Calculus II

Winter 2001

Course Overview

Instructor: Dave Feldman Email:
Office: Third Floor Arts and Sciences Phone: x249, 244-9836
Mailing List: Office Hours: Basically whenever I'm around
Tutors: Dena Adams, Jen Dupras, Shiva Polefka Help Sessions: Wednesdays, 6:30 - 8:00 pm, TB.

Course Overview

As our primary text we will again use Calculus, second edition, by Hughes-Hallet, Gleason, I would like to cover almost all of chapters 6, 7, 8, and 9. I think this is a fairly leisurely pace; we might have one or two extra classes to do some additional topics or applications; let me know if you have any requests.

I have several goals for this course:

  1. I want you to gain a firmer understanding of the big ideas of calculus, in particular, the definite and indefinite integrals.
  2. I want to help you improve your quantitative literacy, problem solving skills, and mathematical confidence.
  3. I want you to learn independently about a topic of your choosing.
  4. I want you to gain experience orally presenting technical information.
  5. I want to have fun while learning some neat stuff.


Your evaluation will be based on the following: I will assign grades (for those who so opt) by following the guidelines on page 8 of the COA Course Catalog.

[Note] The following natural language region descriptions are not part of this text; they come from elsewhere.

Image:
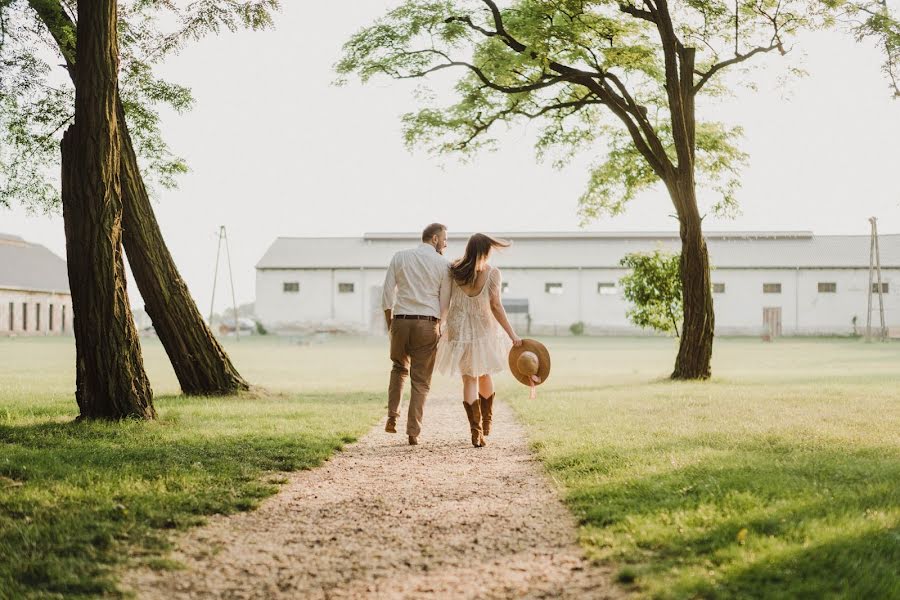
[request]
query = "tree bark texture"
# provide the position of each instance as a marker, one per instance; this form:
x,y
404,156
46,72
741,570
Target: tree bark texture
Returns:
x,y
199,361
111,382
698,330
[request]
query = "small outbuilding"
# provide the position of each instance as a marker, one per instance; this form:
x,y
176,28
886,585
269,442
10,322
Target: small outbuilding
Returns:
x,y
34,290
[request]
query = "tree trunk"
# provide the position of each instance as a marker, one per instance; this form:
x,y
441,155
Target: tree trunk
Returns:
x,y
698,329
199,361
110,382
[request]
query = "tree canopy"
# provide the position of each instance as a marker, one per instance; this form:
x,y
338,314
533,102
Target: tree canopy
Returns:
x,y
593,75
37,96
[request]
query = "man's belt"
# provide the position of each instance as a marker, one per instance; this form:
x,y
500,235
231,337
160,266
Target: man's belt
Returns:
x,y
416,317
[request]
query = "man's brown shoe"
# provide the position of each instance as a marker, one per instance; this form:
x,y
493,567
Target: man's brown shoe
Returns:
x,y
487,412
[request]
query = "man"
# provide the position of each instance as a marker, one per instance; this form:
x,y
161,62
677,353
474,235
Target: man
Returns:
x,y
416,297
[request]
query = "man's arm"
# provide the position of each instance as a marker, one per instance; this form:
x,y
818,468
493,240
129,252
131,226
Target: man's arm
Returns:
x,y
445,294
388,292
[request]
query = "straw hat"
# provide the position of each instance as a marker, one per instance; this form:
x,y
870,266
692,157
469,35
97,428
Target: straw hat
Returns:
x,y
530,362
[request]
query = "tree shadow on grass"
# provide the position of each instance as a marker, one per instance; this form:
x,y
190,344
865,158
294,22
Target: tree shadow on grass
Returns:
x,y
77,499
759,519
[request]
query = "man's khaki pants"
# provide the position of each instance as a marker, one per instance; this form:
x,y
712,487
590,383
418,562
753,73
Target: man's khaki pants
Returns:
x,y
413,350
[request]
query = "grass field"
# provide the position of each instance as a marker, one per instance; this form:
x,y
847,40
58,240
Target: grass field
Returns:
x,y
77,499
778,479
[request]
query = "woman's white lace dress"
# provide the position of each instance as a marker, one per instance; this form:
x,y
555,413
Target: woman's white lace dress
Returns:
x,y
473,343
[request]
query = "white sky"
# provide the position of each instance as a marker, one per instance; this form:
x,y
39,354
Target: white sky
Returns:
x,y
275,149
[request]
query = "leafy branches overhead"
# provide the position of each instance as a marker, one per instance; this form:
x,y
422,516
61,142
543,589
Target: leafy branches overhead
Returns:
x,y
37,48
594,75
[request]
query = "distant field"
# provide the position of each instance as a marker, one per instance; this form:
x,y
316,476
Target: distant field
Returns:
x,y
778,479
77,499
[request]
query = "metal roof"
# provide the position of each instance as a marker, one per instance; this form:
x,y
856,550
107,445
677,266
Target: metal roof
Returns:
x,y
30,267
738,250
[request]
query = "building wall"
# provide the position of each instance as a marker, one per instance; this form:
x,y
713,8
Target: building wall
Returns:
x,y
320,301
29,313
739,309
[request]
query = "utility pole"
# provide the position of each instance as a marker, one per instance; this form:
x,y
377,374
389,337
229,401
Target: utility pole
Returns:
x,y
875,284
223,236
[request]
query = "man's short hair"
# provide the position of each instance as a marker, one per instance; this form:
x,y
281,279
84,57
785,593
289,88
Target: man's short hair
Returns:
x,y
432,230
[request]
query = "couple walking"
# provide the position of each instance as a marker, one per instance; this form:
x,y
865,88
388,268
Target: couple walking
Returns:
x,y
447,315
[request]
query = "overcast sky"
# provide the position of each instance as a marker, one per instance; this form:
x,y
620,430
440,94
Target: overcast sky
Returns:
x,y
276,150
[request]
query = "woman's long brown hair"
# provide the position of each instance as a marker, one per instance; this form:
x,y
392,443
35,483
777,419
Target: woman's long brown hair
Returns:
x,y
463,270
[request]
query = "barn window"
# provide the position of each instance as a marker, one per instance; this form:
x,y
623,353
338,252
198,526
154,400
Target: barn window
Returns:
x,y
605,288
553,288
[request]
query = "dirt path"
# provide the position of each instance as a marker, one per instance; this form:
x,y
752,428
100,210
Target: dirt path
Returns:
x,y
386,520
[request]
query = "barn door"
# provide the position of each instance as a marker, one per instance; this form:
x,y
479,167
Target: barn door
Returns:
x,y
772,321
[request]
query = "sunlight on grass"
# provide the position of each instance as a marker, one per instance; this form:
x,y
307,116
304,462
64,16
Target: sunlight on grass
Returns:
x,y
778,479
77,498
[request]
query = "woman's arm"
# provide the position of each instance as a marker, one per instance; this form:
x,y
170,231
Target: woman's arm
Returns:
x,y
494,281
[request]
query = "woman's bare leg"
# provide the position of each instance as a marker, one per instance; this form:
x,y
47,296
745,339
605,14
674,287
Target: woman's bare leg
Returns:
x,y
473,409
486,386
486,399
470,389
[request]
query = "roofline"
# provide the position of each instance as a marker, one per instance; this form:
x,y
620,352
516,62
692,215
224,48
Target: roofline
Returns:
x,y
12,288
545,235
860,267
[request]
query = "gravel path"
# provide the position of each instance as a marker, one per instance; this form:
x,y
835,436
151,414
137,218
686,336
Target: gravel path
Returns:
x,y
386,520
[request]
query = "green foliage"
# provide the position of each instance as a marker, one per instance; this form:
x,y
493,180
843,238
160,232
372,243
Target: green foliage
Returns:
x,y
523,73
654,290
777,480
37,97
591,75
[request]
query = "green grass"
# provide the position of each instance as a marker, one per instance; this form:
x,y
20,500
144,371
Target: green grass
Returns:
x,y
79,499
778,479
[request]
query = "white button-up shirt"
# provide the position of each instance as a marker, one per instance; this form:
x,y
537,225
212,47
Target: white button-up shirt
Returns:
x,y
417,283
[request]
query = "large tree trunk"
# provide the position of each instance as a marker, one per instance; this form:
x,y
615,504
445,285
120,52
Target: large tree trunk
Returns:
x,y
111,382
695,349
199,361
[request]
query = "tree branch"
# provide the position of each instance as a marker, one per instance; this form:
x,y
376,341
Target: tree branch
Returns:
x,y
739,58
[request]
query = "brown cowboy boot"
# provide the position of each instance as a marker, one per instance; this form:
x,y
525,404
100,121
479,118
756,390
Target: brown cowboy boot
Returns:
x,y
473,411
487,412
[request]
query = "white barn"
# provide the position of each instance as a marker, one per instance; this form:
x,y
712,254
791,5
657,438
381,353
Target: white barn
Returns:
x,y
791,282
34,290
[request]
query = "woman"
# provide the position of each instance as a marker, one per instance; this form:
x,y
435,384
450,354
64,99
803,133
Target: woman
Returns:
x,y
473,344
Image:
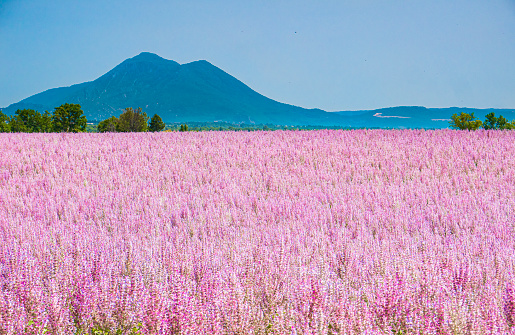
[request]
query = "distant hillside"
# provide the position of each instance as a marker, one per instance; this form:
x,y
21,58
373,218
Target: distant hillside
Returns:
x,y
201,92
415,116
197,91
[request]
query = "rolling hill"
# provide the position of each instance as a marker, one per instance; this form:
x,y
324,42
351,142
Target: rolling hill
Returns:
x,y
197,91
201,92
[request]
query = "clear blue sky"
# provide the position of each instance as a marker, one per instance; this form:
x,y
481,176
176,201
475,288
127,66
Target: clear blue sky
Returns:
x,y
334,55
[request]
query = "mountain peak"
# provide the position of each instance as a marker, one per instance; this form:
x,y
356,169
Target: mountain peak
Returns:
x,y
147,56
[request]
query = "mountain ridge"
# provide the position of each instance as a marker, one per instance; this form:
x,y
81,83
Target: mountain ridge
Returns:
x,y
200,91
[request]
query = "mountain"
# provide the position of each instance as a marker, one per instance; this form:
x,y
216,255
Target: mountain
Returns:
x,y
415,116
197,91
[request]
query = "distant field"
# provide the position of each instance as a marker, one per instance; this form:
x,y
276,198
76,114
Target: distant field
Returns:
x,y
284,232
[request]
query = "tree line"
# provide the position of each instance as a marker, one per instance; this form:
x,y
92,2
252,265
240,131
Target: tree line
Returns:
x,y
131,120
466,121
70,118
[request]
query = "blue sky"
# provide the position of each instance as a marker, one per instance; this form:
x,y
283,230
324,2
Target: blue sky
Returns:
x,y
333,55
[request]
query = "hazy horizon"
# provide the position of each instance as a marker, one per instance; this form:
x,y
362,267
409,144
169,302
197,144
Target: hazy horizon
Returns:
x,y
332,55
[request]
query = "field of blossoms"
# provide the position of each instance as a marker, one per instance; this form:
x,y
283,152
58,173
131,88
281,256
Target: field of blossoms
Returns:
x,y
285,232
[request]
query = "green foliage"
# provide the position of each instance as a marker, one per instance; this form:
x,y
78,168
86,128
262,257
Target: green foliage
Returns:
x,y
500,122
45,123
69,118
4,123
108,125
132,121
156,123
465,121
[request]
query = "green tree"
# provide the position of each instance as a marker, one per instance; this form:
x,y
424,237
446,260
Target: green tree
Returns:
x,y
45,123
69,118
25,121
4,123
108,125
133,121
490,121
465,121
156,123
501,123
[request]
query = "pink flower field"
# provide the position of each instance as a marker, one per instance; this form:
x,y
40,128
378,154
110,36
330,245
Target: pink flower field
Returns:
x,y
285,232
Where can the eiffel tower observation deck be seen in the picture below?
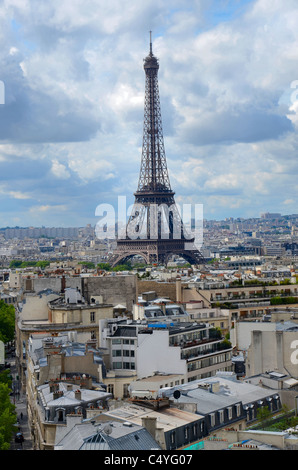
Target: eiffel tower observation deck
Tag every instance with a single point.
(155, 230)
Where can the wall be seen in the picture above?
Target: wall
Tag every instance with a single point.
(273, 350)
(162, 289)
(155, 354)
(115, 290)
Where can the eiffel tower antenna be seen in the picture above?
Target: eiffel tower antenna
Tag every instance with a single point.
(154, 230)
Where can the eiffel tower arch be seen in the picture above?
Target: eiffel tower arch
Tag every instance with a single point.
(155, 230)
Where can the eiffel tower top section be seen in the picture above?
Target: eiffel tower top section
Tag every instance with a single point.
(154, 179)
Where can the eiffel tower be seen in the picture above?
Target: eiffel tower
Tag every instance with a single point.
(155, 230)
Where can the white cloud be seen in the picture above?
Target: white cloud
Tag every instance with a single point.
(59, 170)
(75, 93)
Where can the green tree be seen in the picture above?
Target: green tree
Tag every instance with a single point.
(104, 266)
(87, 264)
(8, 417)
(7, 322)
(42, 264)
(15, 264)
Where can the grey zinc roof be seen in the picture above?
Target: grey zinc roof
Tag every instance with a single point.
(111, 435)
(230, 392)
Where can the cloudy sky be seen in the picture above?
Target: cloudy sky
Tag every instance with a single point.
(71, 120)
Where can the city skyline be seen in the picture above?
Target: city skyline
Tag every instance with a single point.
(71, 124)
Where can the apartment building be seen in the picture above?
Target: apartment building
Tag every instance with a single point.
(139, 349)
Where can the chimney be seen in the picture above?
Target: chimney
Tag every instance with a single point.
(57, 394)
(178, 290)
(149, 423)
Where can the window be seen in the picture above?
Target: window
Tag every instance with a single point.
(116, 353)
(116, 341)
(117, 365)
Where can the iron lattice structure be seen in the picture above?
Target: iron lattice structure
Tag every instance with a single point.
(155, 230)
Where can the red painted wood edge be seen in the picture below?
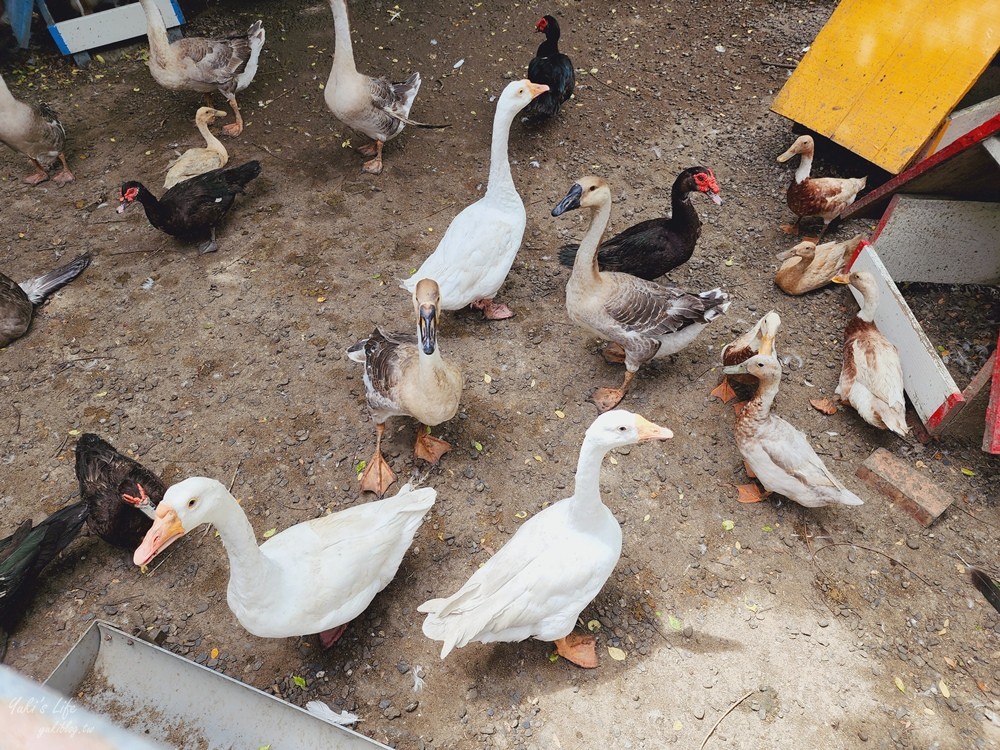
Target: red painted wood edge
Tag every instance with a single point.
(991, 437)
(935, 419)
(854, 256)
(974, 136)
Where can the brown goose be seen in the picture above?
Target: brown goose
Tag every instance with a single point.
(196, 64)
(758, 340)
(647, 320)
(36, 132)
(406, 375)
(872, 378)
(18, 301)
(826, 197)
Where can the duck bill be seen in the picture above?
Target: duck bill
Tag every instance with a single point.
(536, 89)
(428, 328)
(570, 202)
(649, 431)
(166, 530)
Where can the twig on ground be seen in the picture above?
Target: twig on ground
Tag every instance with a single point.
(728, 711)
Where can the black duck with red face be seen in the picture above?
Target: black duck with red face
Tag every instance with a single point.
(120, 493)
(192, 209)
(554, 69)
(652, 248)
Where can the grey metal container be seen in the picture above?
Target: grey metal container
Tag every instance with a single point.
(164, 697)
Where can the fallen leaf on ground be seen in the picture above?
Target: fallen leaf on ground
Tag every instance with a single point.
(824, 405)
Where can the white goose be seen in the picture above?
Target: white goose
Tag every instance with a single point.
(473, 258)
(537, 584)
(35, 131)
(204, 65)
(196, 161)
(373, 106)
(313, 577)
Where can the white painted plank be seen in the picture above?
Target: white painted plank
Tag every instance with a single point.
(941, 241)
(110, 26)
(925, 377)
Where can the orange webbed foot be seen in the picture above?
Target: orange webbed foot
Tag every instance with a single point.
(377, 476)
(430, 448)
(614, 354)
(579, 649)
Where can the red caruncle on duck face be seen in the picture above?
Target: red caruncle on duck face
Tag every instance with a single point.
(706, 181)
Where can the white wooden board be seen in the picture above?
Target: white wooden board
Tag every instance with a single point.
(110, 26)
(940, 241)
(931, 389)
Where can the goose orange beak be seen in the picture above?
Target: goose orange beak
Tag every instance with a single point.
(166, 529)
(649, 431)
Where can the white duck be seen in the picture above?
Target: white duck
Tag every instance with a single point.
(775, 451)
(871, 379)
(205, 65)
(537, 584)
(473, 258)
(196, 161)
(35, 131)
(643, 320)
(406, 375)
(313, 577)
(373, 106)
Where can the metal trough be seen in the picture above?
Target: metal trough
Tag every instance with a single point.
(164, 697)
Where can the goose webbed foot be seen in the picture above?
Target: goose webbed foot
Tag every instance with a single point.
(38, 176)
(579, 649)
(614, 354)
(492, 310)
(328, 637)
(428, 447)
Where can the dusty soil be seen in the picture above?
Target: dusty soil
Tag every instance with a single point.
(841, 627)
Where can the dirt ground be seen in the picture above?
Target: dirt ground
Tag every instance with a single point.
(838, 627)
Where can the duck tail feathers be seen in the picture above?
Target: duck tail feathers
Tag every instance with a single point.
(40, 288)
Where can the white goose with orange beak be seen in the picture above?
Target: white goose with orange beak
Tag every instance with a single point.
(313, 577)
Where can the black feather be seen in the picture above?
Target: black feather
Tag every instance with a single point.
(986, 585)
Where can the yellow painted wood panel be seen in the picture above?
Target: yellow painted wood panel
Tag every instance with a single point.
(882, 75)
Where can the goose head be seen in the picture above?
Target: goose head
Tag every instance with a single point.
(764, 367)
(518, 94)
(185, 506)
(587, 192)
(805, 250)
(426, 298)
(803, 145)
(619, 427)
(130, 193)
(207, 115)
(863, 281)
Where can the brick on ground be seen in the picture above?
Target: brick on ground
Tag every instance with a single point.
(905, 486)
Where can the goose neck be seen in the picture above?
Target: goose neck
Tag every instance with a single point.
(156, 30)
(343, 53)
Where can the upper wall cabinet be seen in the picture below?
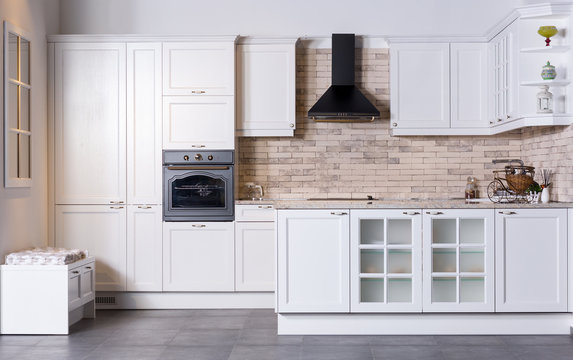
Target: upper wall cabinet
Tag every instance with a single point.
(90, 123)
(266, 87)
(199, 68)
(438, 88)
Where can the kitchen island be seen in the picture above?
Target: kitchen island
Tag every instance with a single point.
(422, 267)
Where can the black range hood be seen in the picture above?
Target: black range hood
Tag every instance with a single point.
(343, 102)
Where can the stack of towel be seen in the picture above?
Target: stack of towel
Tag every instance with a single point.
(47, 256)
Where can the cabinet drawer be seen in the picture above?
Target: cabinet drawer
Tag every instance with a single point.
(263, 212)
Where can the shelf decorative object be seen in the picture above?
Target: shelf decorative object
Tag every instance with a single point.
(548, 72)
(547, 32)
(544, 101)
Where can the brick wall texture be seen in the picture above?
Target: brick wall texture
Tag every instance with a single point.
(359, 159)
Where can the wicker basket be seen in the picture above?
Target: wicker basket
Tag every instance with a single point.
(519, 182)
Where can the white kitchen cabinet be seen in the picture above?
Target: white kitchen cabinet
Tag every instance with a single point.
(458, 260)
(255, 256)
(504, 70)
(144, 176)
(313, 261)
(198, 256)
(531, 260)
(198, 122)
(90, 123)
(420, 85)
(468, 66)
(266, 89)
(199, 68)
(386, 260)
(101, 230)
(144, 248)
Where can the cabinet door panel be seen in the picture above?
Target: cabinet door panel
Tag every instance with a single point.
(313, 261)
(469, 85)
(90, 123)
(144, 248)
(266, 83)
(420, 85)
(198, 122)
(100, 229)
(144, 123)
(198, 256)
(255, 256)
(199, 68)
(531, 260)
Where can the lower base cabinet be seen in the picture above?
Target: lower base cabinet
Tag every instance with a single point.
(198, 256)
(531, 260)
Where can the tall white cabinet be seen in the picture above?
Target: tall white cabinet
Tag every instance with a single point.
(107, 157)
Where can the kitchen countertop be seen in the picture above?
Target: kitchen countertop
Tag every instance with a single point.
(397, 204)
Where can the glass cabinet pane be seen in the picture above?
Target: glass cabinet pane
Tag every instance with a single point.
(13, 56)
(372, 290)
(399, 290)
(372, 231)
(472, 231)
(471, 260)
(372, 261)
(444, 289)
(24, 61)
(444, 260)
(472, 290)
(399, 231)
(400, 261)
(444, 231)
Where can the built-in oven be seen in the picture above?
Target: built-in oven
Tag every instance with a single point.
(198, 185)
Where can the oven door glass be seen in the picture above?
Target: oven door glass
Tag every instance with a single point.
(198, 191)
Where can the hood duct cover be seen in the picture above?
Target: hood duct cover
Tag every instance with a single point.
(343, 101)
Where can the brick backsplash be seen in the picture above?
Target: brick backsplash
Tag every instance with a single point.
(359, 159)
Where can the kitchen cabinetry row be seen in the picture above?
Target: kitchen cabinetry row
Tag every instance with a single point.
(484, 86)
(136, 251)
(463, 260)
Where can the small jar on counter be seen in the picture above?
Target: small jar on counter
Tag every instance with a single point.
(471, 188)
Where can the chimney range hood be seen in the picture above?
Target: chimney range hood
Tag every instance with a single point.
(343, 102)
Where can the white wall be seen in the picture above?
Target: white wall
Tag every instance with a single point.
(283, 17)
(24, 212)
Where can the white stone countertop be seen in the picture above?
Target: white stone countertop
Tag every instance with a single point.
(398, 204)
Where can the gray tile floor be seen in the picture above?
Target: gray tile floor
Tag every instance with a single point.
(251, 335)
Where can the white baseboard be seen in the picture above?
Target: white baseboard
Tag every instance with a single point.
(424, 324)
(176, 300)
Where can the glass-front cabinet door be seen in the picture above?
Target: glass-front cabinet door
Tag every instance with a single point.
(386, 259)
(458, 260)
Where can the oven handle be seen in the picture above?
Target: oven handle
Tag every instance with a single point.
(198, 167)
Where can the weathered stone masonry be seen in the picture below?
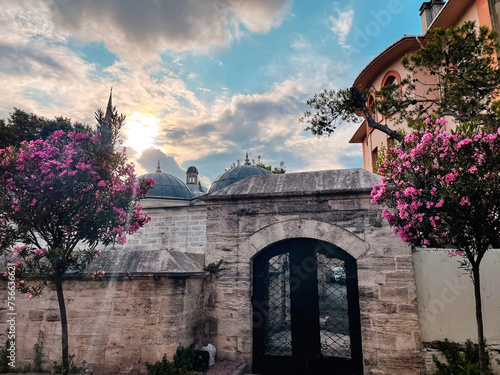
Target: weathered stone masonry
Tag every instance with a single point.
(257, 212)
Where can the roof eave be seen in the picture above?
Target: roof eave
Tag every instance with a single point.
(405, 44)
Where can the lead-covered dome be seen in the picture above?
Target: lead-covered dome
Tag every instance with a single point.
(167, 186)
(236, 174)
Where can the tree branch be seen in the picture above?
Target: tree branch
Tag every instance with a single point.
(360, 103)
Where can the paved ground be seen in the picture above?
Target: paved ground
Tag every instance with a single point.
(227, 368)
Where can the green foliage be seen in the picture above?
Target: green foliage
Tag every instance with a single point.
(73, 369)
(460, 79)
(331, 108)
(182, 364)
(23, 126)
(39, 357)
(461, 358)
(275, 170)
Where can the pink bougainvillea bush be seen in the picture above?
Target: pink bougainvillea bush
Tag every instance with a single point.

I do not have any quota of A's, B's, etc.

Policies and Stuff: First Draft

  1. The final version of this and related documents can be found on the course web page,
  2. Homework will be due Fridays at the end of the day. More than one unexcused late homework assignment will result in me mentioning this in your narrative evaluation and may result in a lowering of your grade.
  3. You are strongly encouraged to work together on homework. You can also consult me, class tutors, other faculty, friends, and family. However, the homework you hand in should represent your own understanding. This means that if your friends get a homework problem and you don't understand how they did it, you shouldn't photocopy their solution and turn it in.
  4. Exams will be open notes, open book, and (essentially) untimed. You may not, however, get any help from any humans during the exam.
  5. Information on what is expected for your final presentation can be found in a separate document.
  6. I will almost always assign reading for each class. You should do the reading, and come prepared with written questions. Click here for details.
  7. In order to make time for final presntations, we'll need to schedule a few extra classes toward the end of the term.
  8. Instead of me presenting examples, I plan on assigning a short problem that a pair of students will present in class. This presentation is highly informal.
  9. More than two missing homework assignments will result in a grade no higher than a C.
  10. As I plan on sending out homework assignments and other information via email, it is important that you check your email regularly.
  11. I expect you to attend class and labs.
  12. We will be using the computer algebra system Maple more frequently this term. Unlike in Calculus I, we'll be doing stuff on Maple that your graphing calculators won't be able to handle. If you haven't learned to love Maple yet, you will soon.
  13. Academic misconduct -- cheating, plagarizing, etc. -- is bad. Any cases of academic misconduct will result in a judicial hearing, as per pp. 14-15 of the COA handbook. Possible consequences range from failure of the assignment to expulsion. For more, see the revised statement on academic integrity passed by the faculty last winter.